You are most certainly aware of the conditions the people of Iran have endured in these past few years, and you know better than anyone else the extent to which the government has engaged in extremism and neglect of the law. As someone who spent a great deal of time as a political prisoner before the Islamic Revolution, you know the types of mistreatment and repression to which political prisoners are subjected. If you were being sincere, you and many other officials in the Islamic Republic would admit that some of the government’s interactions with political prisoners and their families surpass even those committed by the previous regime in their brutality and inhumanity.
Grand Ayatollah Hashemi Rafsanjani,
You also know that hunger strikes, which put prisoners’ health and lives in danger, are always a last resort for those seeking justice and fairness. I am sorry to say that I have lost any hope in the capacity of most high-ranking officials in the Islamic Republic, or any part of the judiciary, to hold a fair trial. In trying to deal with the overly harsh and inappropriate treatment I face at the hands of security and court officials, I have no other option but to go on hunger strike. For example, the security official at the Tehran District Attorney General’s office responded to my complaints over prison conditions prison by saying: “You’ll go on hunger strike, and you’ll end up dead. After two or three weeks, the media will quiet down and everything will be over.” I am tired of the lawlessness that rules [this country]. I have no desire to endure any more insults or humiliation, and I do not wish to see my dignity or the dignity of my family ignored any further. I didn’t rape anyone at Kahrizak [a prison in southern Tehran where anti-government protestors were allegedly raped in 2009], nor did I commit any crimes in the street. I have been unjustly sentenced to 15 years in prison for criticizing the government, its corruption, and its violations of the law, for expressing my concerns for the future of Iran, for supporting human rights in this country, and for opposing the censorship of ideas. Let’s be honest: how long do we have to suffer the menacing shadow of dictatorship and mismanagement being imposed on our country by one small group of people?

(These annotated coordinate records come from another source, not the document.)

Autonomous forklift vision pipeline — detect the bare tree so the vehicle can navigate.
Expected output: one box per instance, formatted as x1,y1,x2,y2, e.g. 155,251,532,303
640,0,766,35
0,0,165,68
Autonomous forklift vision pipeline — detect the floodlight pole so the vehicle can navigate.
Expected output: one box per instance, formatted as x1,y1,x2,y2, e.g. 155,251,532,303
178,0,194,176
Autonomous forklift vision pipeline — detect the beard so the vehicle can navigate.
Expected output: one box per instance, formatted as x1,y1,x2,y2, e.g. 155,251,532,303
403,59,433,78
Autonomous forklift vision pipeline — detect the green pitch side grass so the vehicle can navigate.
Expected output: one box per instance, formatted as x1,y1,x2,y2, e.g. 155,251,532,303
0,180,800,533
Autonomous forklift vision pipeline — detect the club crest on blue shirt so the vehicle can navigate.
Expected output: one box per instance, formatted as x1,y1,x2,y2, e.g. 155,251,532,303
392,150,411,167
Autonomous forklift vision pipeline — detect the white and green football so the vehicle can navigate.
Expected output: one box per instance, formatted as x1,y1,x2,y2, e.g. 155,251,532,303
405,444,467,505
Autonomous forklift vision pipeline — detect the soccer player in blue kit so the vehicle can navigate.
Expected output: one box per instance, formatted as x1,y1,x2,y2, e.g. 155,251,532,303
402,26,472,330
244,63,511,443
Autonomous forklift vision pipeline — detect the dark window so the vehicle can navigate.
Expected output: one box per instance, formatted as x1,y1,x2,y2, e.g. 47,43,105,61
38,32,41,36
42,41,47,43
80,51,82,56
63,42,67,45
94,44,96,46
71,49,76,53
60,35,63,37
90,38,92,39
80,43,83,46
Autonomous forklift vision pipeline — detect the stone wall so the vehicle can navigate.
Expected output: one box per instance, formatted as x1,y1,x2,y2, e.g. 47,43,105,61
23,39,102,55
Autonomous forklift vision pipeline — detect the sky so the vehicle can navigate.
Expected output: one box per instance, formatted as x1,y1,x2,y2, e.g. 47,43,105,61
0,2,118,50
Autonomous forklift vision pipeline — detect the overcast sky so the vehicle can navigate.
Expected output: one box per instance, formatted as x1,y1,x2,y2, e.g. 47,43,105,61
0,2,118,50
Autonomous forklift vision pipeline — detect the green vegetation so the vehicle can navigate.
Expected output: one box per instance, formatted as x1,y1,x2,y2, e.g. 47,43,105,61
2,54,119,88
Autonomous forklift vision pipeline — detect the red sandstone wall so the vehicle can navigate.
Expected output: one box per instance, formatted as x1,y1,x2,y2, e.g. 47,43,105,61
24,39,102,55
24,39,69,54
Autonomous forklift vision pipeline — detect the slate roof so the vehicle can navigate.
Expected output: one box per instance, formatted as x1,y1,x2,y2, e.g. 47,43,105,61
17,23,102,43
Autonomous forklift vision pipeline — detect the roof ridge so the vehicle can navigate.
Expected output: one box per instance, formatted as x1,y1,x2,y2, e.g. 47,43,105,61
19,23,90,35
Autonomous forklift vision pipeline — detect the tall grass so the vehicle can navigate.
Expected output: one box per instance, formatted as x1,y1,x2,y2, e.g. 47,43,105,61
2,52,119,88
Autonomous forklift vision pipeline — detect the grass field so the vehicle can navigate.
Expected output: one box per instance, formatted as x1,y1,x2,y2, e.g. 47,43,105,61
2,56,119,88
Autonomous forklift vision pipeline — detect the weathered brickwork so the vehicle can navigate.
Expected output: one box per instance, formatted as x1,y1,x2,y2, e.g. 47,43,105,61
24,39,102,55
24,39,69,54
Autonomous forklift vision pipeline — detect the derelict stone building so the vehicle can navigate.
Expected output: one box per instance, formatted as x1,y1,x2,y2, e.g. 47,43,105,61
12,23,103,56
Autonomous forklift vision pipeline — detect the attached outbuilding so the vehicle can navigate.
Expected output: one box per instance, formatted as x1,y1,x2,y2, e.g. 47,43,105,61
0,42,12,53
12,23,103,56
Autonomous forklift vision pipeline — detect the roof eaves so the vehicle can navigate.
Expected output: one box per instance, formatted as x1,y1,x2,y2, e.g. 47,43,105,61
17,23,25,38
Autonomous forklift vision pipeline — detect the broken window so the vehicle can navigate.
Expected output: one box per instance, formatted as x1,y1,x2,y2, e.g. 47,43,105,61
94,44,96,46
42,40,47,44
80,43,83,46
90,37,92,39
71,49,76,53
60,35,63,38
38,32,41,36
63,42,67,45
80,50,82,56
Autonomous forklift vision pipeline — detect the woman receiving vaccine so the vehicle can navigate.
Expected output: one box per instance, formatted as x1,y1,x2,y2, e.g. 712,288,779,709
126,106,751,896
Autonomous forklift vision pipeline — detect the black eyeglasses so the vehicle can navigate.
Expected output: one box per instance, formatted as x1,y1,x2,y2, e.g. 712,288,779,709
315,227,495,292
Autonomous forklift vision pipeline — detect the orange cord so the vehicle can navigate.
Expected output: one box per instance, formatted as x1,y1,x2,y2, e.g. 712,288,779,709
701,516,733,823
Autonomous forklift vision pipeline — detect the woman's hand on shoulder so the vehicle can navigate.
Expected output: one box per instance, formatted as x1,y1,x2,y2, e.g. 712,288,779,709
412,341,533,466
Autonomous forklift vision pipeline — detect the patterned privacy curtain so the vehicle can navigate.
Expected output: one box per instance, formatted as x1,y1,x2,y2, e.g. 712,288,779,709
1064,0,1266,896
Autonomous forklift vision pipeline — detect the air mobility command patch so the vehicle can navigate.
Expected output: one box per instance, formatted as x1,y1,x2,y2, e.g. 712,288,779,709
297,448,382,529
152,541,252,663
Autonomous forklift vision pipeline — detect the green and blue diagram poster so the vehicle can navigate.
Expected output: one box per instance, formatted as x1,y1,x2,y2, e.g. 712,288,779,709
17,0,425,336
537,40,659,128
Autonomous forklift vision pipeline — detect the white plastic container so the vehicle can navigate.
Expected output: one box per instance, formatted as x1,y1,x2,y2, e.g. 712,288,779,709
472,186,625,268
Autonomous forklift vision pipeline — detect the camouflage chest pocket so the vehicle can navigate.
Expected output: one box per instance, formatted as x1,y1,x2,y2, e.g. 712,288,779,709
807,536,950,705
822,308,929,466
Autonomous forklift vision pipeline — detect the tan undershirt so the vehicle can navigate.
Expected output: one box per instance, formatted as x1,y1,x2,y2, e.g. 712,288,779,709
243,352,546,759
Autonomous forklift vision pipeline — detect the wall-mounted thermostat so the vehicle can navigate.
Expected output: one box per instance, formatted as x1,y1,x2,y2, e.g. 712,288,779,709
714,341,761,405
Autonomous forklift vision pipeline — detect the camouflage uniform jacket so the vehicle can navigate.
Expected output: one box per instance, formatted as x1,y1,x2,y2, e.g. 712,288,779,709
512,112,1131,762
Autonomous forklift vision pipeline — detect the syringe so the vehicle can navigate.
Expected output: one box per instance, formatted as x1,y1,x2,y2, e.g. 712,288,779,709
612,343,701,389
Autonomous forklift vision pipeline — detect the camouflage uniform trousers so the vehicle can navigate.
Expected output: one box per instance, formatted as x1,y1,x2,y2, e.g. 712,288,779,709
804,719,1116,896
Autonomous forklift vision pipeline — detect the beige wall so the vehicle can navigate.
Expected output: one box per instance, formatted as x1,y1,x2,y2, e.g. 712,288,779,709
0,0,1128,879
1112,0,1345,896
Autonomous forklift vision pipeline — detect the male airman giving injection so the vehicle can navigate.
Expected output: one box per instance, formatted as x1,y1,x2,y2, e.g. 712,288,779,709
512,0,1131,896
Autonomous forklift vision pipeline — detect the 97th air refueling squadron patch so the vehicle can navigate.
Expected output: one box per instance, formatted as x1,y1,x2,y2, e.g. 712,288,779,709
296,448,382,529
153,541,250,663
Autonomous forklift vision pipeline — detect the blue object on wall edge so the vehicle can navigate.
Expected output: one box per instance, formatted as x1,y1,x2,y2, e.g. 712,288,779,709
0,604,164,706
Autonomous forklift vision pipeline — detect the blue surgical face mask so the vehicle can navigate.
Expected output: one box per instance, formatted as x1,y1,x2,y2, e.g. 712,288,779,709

Grand Ayatollah Hashemi Rafsanjani,
I don’t want to live, enduring every injustice and paying any cost, just for the sake of living. If I have to, I will take the most arduous path toward proving my own innocence and the truth inherent in my words, but I will not bow to the unfair and unjust judiciary. I tell you of my suffering because, as Chairman of the Expediency Discernment Council, you are the only official left who might understand the pain and suffering of political prisoners and their families and take positive steps in response. You most certainly agree that it is not in the interest of the government, the people, nor the country to have our youth, our best and brightest, and our most freedom-loving and patriotic people die in prison despite being innocent of any and all crimes. In any event, they must be given the opportunity to serve their people. Just as Ayatollah Khamenei formally recognized those who do not believe in the Islamic Republic and asked them to participate in the presidential election for the good of the country, the security forces and the judiciary must recognize those people and their rights to life and freedom in their homeland. Iran belongs to all Iranians, regardless of their beliefs or their faith. If those ruling us accept, once and for all, that the country and the government cannot be monopolized by any one person or group, then these unjust equations will change. Instead of attacking our rights, the security forces and the judiciary can become our protectors.
[An excerpt of a poem by Ahmad Shamloo:]
I have never been scared of death
Whose hands are more brittle than banality.
My true fear, however,
Is dying in a land
In which the undertaker’s wage
Is worth more than the people’s liberty.